The Gethsemani experience was the turning point, one that will remain with me as long as I have memory. Though it was some 20 years ago, hardly a day passes that I don’t think of it. But coming home again did not mean that my childhood Catholic tradition clicked back into place like a dislodged circuit board. Rather, it had to be reappropriated piece by piece. Over the years three broad categories in the tradition have emerged: the foundation stones (a creator God exists, the Incarnation), the beautiful and enriching accretions of time (the forms of the liturgy, the writings of the Fathers) and the peripheral (did Mary really appear at Fatima?). Some Catholic issues are worthy of a lifetime of cultivation; others are of little ultimate significance. Sorting into categories requires constantly evolving discernment, with frequent reference to the Gospel narratives. The criterion for judgment must be the actions and words of Jesus. To decide if a particular opinion or practice is commanding of attention, one must ask if it is an authentic manifestation of Jesus’ spirit, an undistorted reflection of his life. By its fruits you shall know it.

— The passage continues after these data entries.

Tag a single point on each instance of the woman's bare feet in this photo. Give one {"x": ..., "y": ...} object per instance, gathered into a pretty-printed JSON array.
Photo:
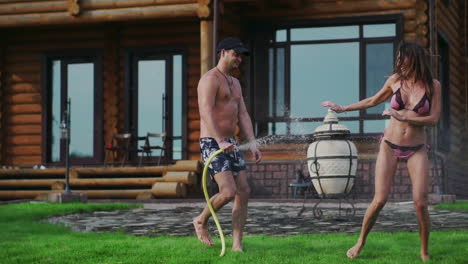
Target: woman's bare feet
[
  {"x": 202, "y": 232},
  {"x": 354, "y": 251}
]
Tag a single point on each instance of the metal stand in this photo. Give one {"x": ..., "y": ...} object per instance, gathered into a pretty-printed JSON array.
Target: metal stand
[{"x": 342, "y": 199}]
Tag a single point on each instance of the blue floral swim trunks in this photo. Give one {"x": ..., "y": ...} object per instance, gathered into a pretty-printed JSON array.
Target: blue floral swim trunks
[{"x": 233, "y": 162}]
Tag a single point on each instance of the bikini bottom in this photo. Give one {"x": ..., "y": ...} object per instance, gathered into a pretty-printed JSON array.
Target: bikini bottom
[{"x": 404, "y": 152}]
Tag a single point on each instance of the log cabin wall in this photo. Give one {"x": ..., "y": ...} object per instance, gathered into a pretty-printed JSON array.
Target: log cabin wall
[
  {"x": 23, "y": 67},
  {"x": 451, "y": 27},
  {"x": 2, "y": 82}
]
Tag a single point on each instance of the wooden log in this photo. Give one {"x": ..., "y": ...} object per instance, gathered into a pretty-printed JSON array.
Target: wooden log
[
  {"x": 102, "y": 15},
  {"x": 24, "y": 140},
  {"x": 24, "y": 150},
  {"x": 24, "y": 109},
  {"x": 187, "y": 177},
  {"x": 23, "y": 78},
  {"x": 23, "y": 88},
  {"x": 345, "y": 8},
  {"x": 109, "y": 4},
  {"x": 112, "y": 194},
  {"x": 24, "y": 57},
  {"x": 24, "y": 119},
  {"x": 28, "y": 183},
  {"x": 23, "y": 160},
  {"x": 39, "y": 7},
  {"x": 116, "y": 182},
  {"x": 169, "y": 189},
  {"x": 33, "y": 173},
  {"x": 151, "y": 171},
  {"x": 15, "y": 195},
  {"x": 23, "y": 129},
  {"x": 58, "y": 185},
  {"x": 186, "y": 165},
  {"x": 145, "y": 196},
  {"x": 24, "y": 98},
  {"x": 206, "y": 45},
  {"x": 161, "y": 41},
  {"x": 24, "y": 68}
]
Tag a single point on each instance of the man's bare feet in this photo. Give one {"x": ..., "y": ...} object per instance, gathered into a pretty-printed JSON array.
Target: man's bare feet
[
  {"x": 237, "y": 248},
  {"x": 354, "y": 251},
  {"x": 202, "y": 232},
  {"x": 425, "y": 257}
]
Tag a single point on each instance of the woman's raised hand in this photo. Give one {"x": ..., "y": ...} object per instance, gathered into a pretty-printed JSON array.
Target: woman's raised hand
[{"x": 335, "y": 107}]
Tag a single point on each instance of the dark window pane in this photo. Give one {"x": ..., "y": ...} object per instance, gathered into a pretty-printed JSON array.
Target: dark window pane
[
  {"x": 151, "y": 87},
  {"x": 324, "y": 33},
  {"x": 443, "y": 127},
  {"x": 271, "y": 84},
  {"x": 323, "y": 72},
  {"x": 379, "y": 64},
  {"x": 56, "y": 115},
  {"x": 379, "y": 30},
  {"x": 280, "y": 84},
  {"x": 281, "y": 35},
  {"x": 177, "y": 106},
  {"x": 81, "y": 93}
]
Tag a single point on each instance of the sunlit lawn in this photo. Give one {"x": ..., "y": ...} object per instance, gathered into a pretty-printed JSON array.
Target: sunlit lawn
[{"x": 24, "y": 238}]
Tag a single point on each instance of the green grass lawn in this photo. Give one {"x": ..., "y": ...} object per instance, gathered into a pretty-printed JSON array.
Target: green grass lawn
[
  {"x": 458, "y": 205},
  {"x": 24, "y": 239}
]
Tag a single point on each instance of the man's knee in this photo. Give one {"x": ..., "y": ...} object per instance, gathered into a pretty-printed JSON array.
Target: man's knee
[
  {"x": 420, "y": 203},
  {"x": 379, "y": 202},
  {"x": 228, "y": 193},
  {"x": 244, "y": 191}
]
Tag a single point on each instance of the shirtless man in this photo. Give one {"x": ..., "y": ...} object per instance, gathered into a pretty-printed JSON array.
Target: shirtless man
[{"x": 222, "y": 109}]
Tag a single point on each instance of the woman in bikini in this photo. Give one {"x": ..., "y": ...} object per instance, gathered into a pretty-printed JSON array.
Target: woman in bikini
[{"x": 415, "y": 103}]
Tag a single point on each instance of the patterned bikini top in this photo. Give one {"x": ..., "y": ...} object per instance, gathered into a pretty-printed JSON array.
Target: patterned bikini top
[{"x": 422, "y": 107}]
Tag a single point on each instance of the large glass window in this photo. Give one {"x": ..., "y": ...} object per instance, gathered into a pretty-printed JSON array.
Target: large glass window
[
  {"x": 341, "y": 63},
  {"x": 77, "y": 79},
  {"x": 156, "y": 99}
]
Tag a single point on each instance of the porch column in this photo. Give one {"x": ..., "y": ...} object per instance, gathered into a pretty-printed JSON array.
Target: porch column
[{"x": 206, "y": 36}]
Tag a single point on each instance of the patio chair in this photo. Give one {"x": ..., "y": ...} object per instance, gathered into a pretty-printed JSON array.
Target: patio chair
[
  {"x": 150, "y": 145},
  {"x": 118, "y": 148}
]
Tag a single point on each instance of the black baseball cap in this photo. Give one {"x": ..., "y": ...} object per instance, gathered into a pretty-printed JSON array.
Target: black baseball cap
[{"x": 233, "y": 43}]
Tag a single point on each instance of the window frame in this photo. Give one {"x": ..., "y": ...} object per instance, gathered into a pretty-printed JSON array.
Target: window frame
[
  {"x": 443, "y": 74},
  {"x": 132, "y": 56},
  {"x": 262, "y": 56},
  {"x": 71, "y": 56}
]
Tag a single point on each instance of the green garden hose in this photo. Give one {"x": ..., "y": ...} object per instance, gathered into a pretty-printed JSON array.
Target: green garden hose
[{"x": 207, "y": 197}]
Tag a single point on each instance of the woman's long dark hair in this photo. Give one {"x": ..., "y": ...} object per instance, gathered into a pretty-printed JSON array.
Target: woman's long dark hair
[{"x": 418, "y": 63}]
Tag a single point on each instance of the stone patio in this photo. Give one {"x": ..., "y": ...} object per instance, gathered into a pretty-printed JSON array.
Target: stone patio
[{"x": 269, "y": 218}]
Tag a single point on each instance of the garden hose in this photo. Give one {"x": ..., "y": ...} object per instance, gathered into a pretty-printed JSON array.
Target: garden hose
[{"x": 207, "y": 197}]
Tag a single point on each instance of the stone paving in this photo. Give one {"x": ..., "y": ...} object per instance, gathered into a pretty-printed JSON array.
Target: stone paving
[{"x": 270, "y": 218}]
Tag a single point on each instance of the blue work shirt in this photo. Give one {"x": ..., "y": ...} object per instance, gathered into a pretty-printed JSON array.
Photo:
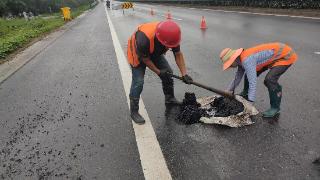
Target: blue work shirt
[{"x": 248, "y": 67}]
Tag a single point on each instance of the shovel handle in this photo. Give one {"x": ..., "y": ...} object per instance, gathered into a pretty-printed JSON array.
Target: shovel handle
[{"x": 217, "y": 91}]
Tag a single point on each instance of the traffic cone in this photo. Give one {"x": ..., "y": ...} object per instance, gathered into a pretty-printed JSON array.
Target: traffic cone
[
  {"x": 169, "y": 15},
  {"x": 203, "y": 24}
]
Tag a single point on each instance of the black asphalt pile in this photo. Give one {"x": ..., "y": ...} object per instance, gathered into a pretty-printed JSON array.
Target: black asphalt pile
[
  {"x": 226, "y": 107},
  {"x": 191, "y": 110}
]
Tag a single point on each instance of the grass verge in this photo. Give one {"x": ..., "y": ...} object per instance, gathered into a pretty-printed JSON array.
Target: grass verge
[{"x": 18, "y": 33}]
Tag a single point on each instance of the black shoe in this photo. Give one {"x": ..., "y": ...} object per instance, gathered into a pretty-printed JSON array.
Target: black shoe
[
  {"x": 134, "y": 111},
  {"x": 137, "y": 118},
  {"x": 171, "y": 100}
]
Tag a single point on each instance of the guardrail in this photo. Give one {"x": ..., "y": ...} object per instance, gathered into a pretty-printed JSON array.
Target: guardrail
[{"x": 284, "y": 4}]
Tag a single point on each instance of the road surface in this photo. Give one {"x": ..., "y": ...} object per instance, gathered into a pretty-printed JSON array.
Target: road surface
[{"x": 65, "y": 113}]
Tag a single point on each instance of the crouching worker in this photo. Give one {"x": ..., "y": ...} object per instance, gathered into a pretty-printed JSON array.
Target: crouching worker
[
  {"x": 146, "y": 48},
  {"x": 251, "y": 62}
]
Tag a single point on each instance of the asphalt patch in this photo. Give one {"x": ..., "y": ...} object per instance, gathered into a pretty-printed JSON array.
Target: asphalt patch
[
  {"x": 226, "y": 107},
  {"x": 191, "y": 110}
]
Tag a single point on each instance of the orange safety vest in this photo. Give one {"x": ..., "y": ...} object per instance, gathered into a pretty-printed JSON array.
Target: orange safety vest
[
  {"x": 149, "y": 29},
  {"x": 283, "y": 54}
]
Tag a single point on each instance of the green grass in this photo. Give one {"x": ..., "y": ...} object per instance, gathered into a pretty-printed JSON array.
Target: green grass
[{"x": 17, "y": 33}]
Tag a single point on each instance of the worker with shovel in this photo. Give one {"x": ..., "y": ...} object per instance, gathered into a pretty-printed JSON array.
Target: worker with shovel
[
  {"x": 251, "y": 62},
  {"x": 146, "y": 48}
]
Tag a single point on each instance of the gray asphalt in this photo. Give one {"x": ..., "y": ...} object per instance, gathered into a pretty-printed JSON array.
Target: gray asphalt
[
  {"x": 65, "y": 115},
  {"x": 282, "y": 148},
  {"x": 62, "y": 114}
]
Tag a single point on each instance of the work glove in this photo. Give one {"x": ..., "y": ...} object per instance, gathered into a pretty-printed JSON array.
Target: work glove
[
  {"x": 187, "y": 79},
  {"x": 164, "y": 74}
]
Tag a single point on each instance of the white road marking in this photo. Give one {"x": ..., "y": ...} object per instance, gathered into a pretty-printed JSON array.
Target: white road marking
[
  {"x": 262, "y": 14},
  {"x": 153, "y": 163}
]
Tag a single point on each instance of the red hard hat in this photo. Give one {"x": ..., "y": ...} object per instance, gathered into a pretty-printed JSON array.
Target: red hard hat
[{"x": 168, "y": 33}]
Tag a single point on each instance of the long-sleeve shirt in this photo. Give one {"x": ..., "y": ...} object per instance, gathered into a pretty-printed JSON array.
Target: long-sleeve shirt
[{"x": 248, "y": 67}]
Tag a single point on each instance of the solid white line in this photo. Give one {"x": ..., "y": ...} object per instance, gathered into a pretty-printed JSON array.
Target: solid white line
[
  {"x": 152, "y": 161},
  {"x": 262, "y": 14}
]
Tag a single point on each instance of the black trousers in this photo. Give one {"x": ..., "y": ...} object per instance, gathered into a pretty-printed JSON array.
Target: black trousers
[{"x": 271, "y": 80}]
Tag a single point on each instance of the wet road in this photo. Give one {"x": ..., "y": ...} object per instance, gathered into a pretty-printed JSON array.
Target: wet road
[
  {"x": 281, "y": 149},
  {"x": 62, "y": 114},
  {"x": 65, "y": 114}
]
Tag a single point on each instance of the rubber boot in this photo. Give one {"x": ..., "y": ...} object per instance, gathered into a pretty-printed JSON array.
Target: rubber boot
[
  {"x": 245, "y": 90},
  {"x": 134, "y": 111},
  {"x": 275, "y": 101},
  {"x": 169, "y": 95}
]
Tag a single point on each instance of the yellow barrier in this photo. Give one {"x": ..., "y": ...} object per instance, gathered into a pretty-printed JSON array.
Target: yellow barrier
[{"x": 66, "y": 13}]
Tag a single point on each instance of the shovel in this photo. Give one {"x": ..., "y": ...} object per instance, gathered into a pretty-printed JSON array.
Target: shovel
[{"x": 217, "y": 91}]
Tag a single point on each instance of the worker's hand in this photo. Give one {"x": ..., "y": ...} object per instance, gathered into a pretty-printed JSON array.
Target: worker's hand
[
  {"x": 164, "y": 74},
  {"x": 187, "y": 79}
]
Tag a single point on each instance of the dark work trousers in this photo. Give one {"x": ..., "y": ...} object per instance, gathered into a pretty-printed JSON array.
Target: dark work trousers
[
  {"x": 271, "y": 80},
  {"x": 138, "y": 77}
]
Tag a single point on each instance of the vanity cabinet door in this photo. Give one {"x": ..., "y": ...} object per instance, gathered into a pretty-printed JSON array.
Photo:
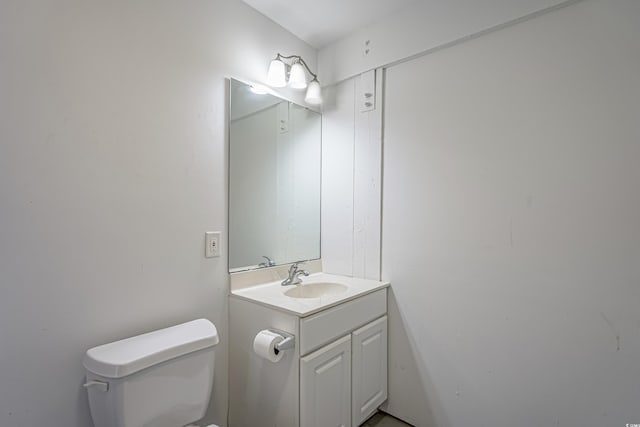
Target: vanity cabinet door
[
  {"x": 325, "y": 386},
  {"x": 369, "y": 369}
]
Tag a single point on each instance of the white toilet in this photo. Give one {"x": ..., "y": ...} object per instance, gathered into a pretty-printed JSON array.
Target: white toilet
[{"x": 160, "y": 379}]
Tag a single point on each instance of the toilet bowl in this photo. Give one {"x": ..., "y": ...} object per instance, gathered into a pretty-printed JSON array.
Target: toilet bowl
[{"x": 161, "y": 379}]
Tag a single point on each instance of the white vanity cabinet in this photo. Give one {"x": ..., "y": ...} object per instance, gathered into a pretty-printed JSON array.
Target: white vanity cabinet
[
  {"x": 335, "y": 377},
  {"x": 325, "y": 386}
]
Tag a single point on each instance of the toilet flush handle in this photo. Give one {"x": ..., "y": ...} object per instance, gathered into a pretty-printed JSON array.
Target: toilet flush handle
[{"x": 101, "y": 385}]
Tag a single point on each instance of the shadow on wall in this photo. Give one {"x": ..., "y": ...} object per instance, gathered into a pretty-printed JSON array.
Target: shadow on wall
[{"x": 405, "y": 365}]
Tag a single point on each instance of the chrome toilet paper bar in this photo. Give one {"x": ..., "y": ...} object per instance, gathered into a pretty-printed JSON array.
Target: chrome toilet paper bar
[{"x": 288, "y": 342}]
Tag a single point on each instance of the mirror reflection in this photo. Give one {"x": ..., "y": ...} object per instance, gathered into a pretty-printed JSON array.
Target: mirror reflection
[{"x": 274, "y": 180}]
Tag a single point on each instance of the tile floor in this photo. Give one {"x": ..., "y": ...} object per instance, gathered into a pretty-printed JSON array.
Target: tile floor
[{"x": 383, "y": 420}]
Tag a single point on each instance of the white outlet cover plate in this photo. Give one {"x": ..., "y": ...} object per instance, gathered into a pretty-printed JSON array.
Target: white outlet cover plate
[{"x": 211, "y": 244}]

Now, in my middle years, the responsibilities of marriage, raising three children and caring for patients sometimes threaten to swamp the boat. One can easily feel like Dante, lost in the Dark Wood, stumbling toward the shade of Virgil. As a father now, watching my sons on their young journeys, I ask myself if I will have the patience with them that Abba-God made manifest to me. How can I show them the wealth of their tradition? How do I teach them that its Logos is the language of their heart’s desire?
Test everything. Hold on to what is good.